Brands are increasingly treating stores as marketing and brand awareness operations, as opposed to places exclusively dedicated to transactions, according to Di Pasquantonio. A store in a place like Los Angeles, she says, can function as a “shop window” that can be used for trunk shows, cocktail parties, exhibitions and private sales once the coronavirus situation normalises. “It’s a way of clienteling, engaging your customers in the long term and giving them reasons to come back in store,” she says.

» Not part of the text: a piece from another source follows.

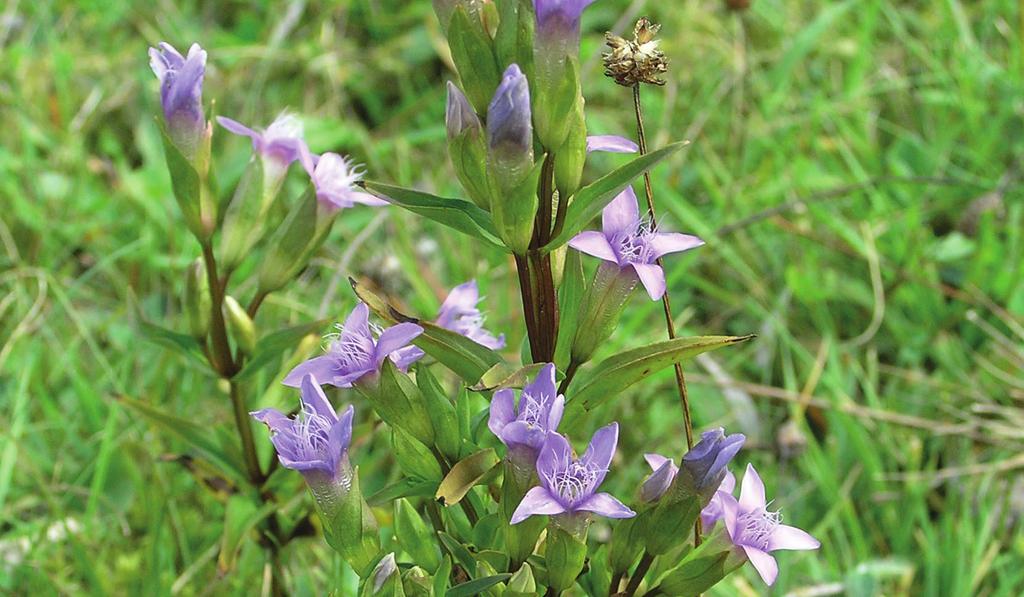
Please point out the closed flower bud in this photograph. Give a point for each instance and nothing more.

The LA shop will also include two archive rooms, one for womenswear and one for menswear, featuring pieces from the 1990s to last season’s collaboration collection with Christian Lacroix. At the moment the pieces all come from the designer’s archive but, depending on limitations imposed by the pandemic, Van Noten plans to allow his Los Angeles customers to bring their own Dries Van Noten pre-loved pieces to sell in the store in the future.

Van Noten doesn’t exclude the possibility of more openings in the near future, but he’s taking the Los Angeles store as a unique space to experiment a new approach to retail. “We are always looking for opportunities, so I won’t say no to things, but we don’t want to make a duplicate of this space,” he says.